Urban birds have enhanced innate immune activity

Among the genes that were significantly differentially expressed between the urban and rural birds, GO terms linked to inflammatory response pathways were significantly overrepresented in both liver and blood transcriptomes (Fig. 2B–D). More specifically, overrepresented processes primarily relate to the production, secretion and receptor-binding of cytokines, and chemotaxis (liver: n = 41 genes associated with 29 significant GO terms; blood: n = 24 genes associated with 6 significant GO terms; Supplementary Data S3). Cytokines (e.g. tumour necrosis factors, chemokines, and interleukins) play an important role in host response to infection and trauma, by mediating inflammatory responses33,38 typified by redness, swelling, heat and pain39. Similar to our findings concerning the adaptive immune system, all but one of the genes associated with overrepresented inflammatory processes were expressed at higher levels in urban, relative to rural, birds (Supplementary Data S2 and S3). Increased expression of cytokine-encoding genes has been widely demonstrated in response to bacterial40, viral41 and parasitic42 infections in avian macrophage cells. The CP gene, coding for ceruloplasmin, is just one example of an inflammatory-linked gene that is expressed at higher levels in the urban birds; as well as playing a key role in iron detoxification (see below), ceruloplasmin is an acute phase protein that is synthesised in the liver during the acute phase of an inflammatory response and, as such, is an indicator of acute inflammation in birds43. Markers of inflammation are widely used in toxicological and biomedical studies, and enhanced inflammatory responses in humans have, in addition to being linked with infection and trauma, been associated with exposure to pollutants, such as heavy metals44, particulate matter45 and nitrogen oxides46. The observed differences in gene expression linked to innate immune activity between the urban and rural birds could therefore be explained by differences in exposure to pathogens, traffic-generated particulate matter, noise and/or artificial night light; increased exposure to all of these sources of environmental stress are likely to cause upregulation of inflammatory responses12,47.

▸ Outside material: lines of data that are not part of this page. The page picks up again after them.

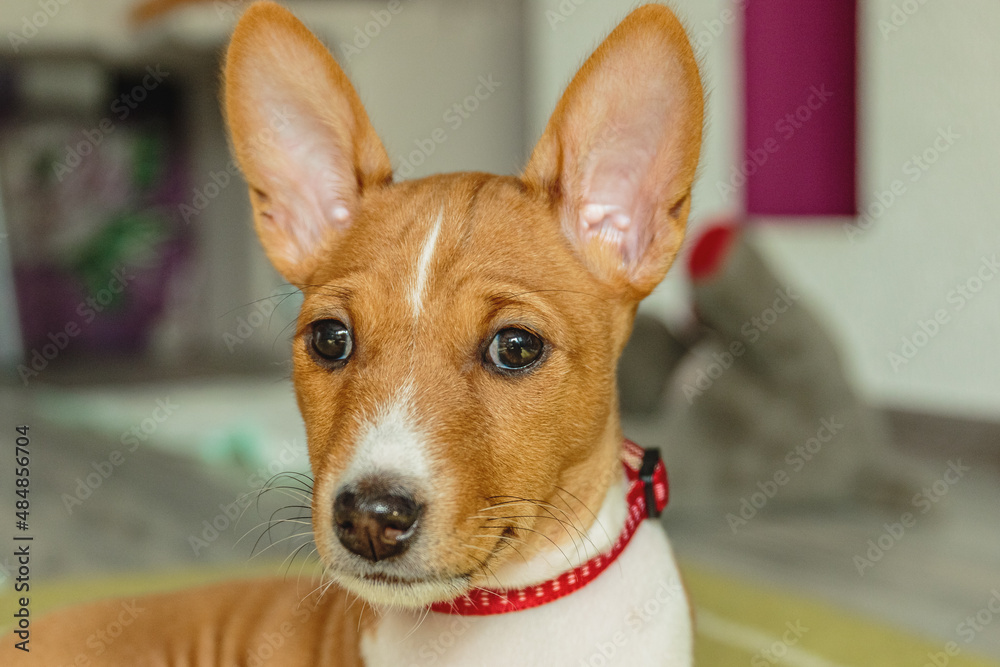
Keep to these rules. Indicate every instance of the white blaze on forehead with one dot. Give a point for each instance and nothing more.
(423, 265)
(390, 444)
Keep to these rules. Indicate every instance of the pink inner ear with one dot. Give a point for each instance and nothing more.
(619, 193)
(307, 180)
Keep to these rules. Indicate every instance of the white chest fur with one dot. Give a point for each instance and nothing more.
(635, 613)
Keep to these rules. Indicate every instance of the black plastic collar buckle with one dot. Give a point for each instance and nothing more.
(650, 460)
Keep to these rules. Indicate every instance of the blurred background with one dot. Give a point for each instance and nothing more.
(819, 368)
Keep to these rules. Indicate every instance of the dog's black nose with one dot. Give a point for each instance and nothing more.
(375, 524)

While inflammatory responses are part of the normal innate immune response, excessive or uncontrolled inflammation contributes to tissue damage and disease38. Inflammation triggers an increased production of reactive oxygen species (ROS), which, if not effectively removed by antioxidant defences, leads to oxidative stress and damage to cellular macromolecules such as nucleic acids, lipids and proteins48. Thus, inflammation and oxidative stress are tightly linked. Increased oxidative stress is widely implicated in senescent declines in organismal function and the pathology of many cancers and cardiovascular diseases48. Although we have some understanding of how oxidative stress is affected by urban pollution, we know little, if anything, about inflammatory responses to urban stressors in wild animals12. While enhanced inflammation could be beneficial, providing defences to infection, injury and pollution associated with urban environments, persistent high activity of innate immune responses could also be degenerative for urban birds.

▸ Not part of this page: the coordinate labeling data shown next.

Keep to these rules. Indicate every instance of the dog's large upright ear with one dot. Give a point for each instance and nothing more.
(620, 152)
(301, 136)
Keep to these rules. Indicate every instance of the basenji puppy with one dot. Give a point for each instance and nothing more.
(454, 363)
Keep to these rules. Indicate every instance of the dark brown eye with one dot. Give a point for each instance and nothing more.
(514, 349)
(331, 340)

Urban birds have more active detoxification and repair systems

Although the GO term ‘metal ion binding’ was not significantly overrepresented, genes associated with this term were numerous among the differentially expressed genes in both liver (n = 38) and blood (n = 63; Supplementary Data S3). Furthermore, the majority of genes were expressed at higher levels in the urban, compared with the rural, birds (liver: n = 23/38; blood: n = 54/63). Two genes coding for metallothioneins (B5G2T6_TAEGU and MT4) were not only expressed at significantly higher levels in the livers of urban, relative to rural, great tits, but were among the most significant of all the differentially expressed genes from liver transcriptomes (Supplementary Table S1). Urban great tits also exhibited significantly higher expression, in blood tissue, of a metalloprotein gene (CP) and three genes coding for metallopeptidases (MME, MMP28, ADAM19; Supplementary Data S3); the primary biological functions of all of the encoded proteins concern metal ion binding and metal detoxification.

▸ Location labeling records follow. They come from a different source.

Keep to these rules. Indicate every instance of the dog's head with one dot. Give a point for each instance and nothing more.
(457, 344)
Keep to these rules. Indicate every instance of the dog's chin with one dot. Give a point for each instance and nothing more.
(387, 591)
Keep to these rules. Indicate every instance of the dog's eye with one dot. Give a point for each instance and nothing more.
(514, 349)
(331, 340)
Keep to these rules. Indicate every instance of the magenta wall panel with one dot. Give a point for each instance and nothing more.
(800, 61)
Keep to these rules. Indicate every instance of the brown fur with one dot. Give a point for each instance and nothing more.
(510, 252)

Although metals are essential micronutrients for organisms, playing key roles in metabolic processes and signalling pathways, they can become toxic at higher concentrations25, partly as a consequence of oxidative stress49. The environmental toxicological literature abounds with studies demonstrating oxidative stress induced by exposure to pollutants in both terrestrial and aquatic environments45,50. While there is evidence for pollutant-induced oxidative stress in urban birds, our knowledge concerning the impacts and capacity for modulating detoxification pathways in birds is limited28,51. Our results suggest that the expression of genes involved in metal detoxification pathways could be important in underlying the functional differences between urban and rural birds. Metallothioneins (MT) play an important role in the detoxification of heavy metals52 and have been shown to be efficient scavengers of hydroxyl-radicals in vitro53. Concentrations of MT in liver and kidney have been shown to strongly correlate with levels of cadmium in great tits24, while exposure to a number of different metal ions has been shown to result in enhanced activity of various antioxidant enzymes and proteins, including MT, in fish54. Similarly, in mice, MT gene expression is upregulated in response to oxidative-stress-inducing agents, including metal ions, xenobiotics, and inflammation, as well as oxidative stress itself52,55. The observed high expression of genes involved in metal detoxification pathways in urban birds, in the present study, could represent a response to limit the damaging effects of elevated levels of pro-oxidants and reduce the toxic effects arising from exposure to heavy metals in the urban environment.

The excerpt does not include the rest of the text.